Cannabis Edibles are food products infused with marijuana. Though smoking marijuana is the most prevalent method of consumption, eating marijuana is quickly becoming a popular way to consume the drug.

Brownies are among the most common food products infused with marijuana, however, almost any food product may be infused with marijuana and eaten.

In addition to placing marijuana directly in food, marijuana-infused cooking oil can be used when frying or searing food, and marijuana-infused butter can be spread directly on prepared food.

These marijuana edibles are more common in states that have legalized marijuana and also states that permit medical marijuana use.


IS EATING MARIJUANA MORE DANGEROUS THAN SMOKING MARIJUANA? 

YES! There is high potential for overdose from marijuana edibles.

The effects from smoking marijuana only takes minutes. Edibles, however, take between 1-3 hours because food is absorbed into the bloodstream through the liver. Because it takes longer, the user may end up consuming longer amounts of the drug while thinking the drug isn’t working.

The amount of THC, the active ingredient in marijuana, is very difficult to measure and is often unknown in these food products.  

If the user has other medications in his or her system, their body may metabolize different amounts of THC, causing THC levels in the bloodstream to dangerously increase five-fold.

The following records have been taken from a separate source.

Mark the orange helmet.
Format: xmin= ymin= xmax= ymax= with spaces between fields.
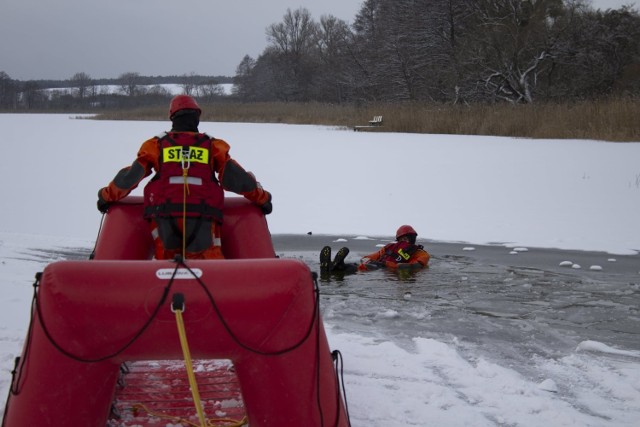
xmin=169 ymin=95 xmax=202 ymax=118
xmin=396 ymin=225 xmax=418 ymax=240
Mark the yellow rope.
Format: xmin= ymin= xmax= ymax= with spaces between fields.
xmin=175 ymin=309 xmax=206 ymax=427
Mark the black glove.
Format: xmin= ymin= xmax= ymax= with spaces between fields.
xmin=260 ymin=194 xmax=273 ymax=215
xmin=97 ymin=188 xmax=111 ymax=213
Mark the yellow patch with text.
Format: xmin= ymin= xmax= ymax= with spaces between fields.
xmin=162 ymin=147 xmax=209 ymax=164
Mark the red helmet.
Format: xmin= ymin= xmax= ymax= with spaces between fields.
xmin=169 ymin=95 xmax=202 ymax=118
xmin=396 ymin=225 xmax=418 ymax=240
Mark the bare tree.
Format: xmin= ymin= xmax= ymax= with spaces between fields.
xmin=180 ymin=72 xmax=198 ymax=96
xmin=118 ymin=72 xmax=140 ymax=97
xmin=71 ymin=73 xmax=93 ymax=103
xmin=266 ymin=8 xmax=318 ymax=100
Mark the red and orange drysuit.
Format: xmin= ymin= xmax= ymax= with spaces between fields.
xmin=98 ymin=131 xmax=271 ymax=259
xmin=360 ymin=241 xmax=431 ymax=270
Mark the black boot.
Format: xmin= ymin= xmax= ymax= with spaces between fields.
xmin=320 ymin=246 xmax=332 ymax=274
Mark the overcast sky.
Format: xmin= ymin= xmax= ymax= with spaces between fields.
xmin=0 ymin=0 xmax=637 ymax=80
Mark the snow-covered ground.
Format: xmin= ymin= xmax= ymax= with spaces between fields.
xmin=0 ymin=114 xmax=640 ymax=427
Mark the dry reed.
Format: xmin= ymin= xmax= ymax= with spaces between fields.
xmin=99 ymin=98 xmax=640 ymax=142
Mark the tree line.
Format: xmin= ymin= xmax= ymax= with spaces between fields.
xmin=0 ymin=0 xmax=640 ymax=111
xmin=234 ymin=0 xmax=640 ymax=104
xmin=0 ymin=71 xmax=232 ymax=111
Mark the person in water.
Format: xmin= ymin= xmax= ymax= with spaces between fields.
xmin=320 ymin=225 xmax=431 ymax=274
xmin=97 ymin=95 xmax=273 ymax=259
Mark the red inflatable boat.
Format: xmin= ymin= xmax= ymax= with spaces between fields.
xmin=3 ymin=197 xmax=349 ymax=427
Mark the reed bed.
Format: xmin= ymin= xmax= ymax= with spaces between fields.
xmin=98 ymin=98 xmax=640 ymax=142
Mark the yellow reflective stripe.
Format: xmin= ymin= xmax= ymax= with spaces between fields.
xmin=162 ymin=147 xmax=209 ymax=164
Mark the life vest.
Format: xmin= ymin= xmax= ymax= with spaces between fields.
xmin=380 ymin=241 xmax=423 ymax=263
xmin=144 ymin=132 xmax=224 ymax=222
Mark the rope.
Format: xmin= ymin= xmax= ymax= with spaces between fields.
xmin=172 ymin=294 xmax=206 ymax=427
xmin=182 ymin=156 xmax=190 ymax=258
xmin=131 ymin=403 xmax=248 ymax=427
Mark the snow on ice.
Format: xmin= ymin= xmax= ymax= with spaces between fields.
xmin=0 ymin=114 xmax=640 ymax=427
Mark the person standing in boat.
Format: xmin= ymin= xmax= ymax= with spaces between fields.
xmin=320 ymin=225 xmax=431 ymax=274
xmin=97 ymin=95 xmax=272 ymax=259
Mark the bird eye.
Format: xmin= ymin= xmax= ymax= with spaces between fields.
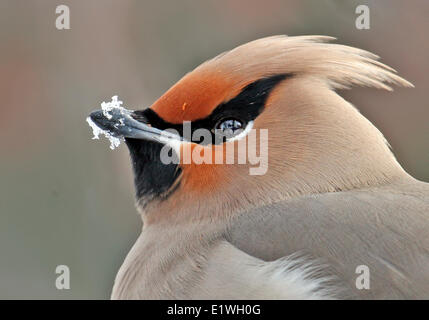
xmin=215 ymin=119 xmax=243 ymax=138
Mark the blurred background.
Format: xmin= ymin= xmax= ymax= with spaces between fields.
xmin=0 ymin=0 xmax=429 ymax=299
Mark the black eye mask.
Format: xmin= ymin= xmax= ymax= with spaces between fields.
xmin=132 ymin=74 xmax=292 ymax=144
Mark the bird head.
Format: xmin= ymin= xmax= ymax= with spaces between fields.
xmin=88 ymin=36 xmax=411 ymax=222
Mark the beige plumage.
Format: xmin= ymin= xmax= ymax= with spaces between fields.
xmin=88 ymin=36 xmax=429 ymax=299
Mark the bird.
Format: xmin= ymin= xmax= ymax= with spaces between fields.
xmin=90 ymin=35 xmax=429 ymax=300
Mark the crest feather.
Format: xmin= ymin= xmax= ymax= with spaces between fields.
xmin=201 ymin=36 xmax=413 ymax=91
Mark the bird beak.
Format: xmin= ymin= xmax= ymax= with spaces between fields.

Overdose symptoms from eating marijuana are often more severe than symptoms of an overdose from smoking marijuana.


WHAT ARE THE NEGATIVE EFFECTS OF MARIJUANA EDIBLES?

Psychotic episodes, Hallucinations, Paranoia, Panic attacks, Impaired motor ability

Pot brownies and other cannabis “edibles” like gummy bears that are sold online and where marijuana is legal may seem like harmless fun, but new research indicates that edibles may be more potent and potentially more dangerous than pot that is smoked or vaped.

The new study analyzed thousands of cannabis-triggered emergency room visits in the greater Denver area, and found that edibles induced a disproportionate number of pot-related medical crises. Edibles were also more likely than inhaled pot to cause severe intoxication, acute psychiatric symptoms in people with no history of psychiatric illness and cardiovascular problems.

Pot smokers, on the other hand, were more likely to have gastrointestinal complaints, including a vomiting condition called cannabinoid hyperemesis syndrome, and they were more likely to be hospitalized if they needed emergency care.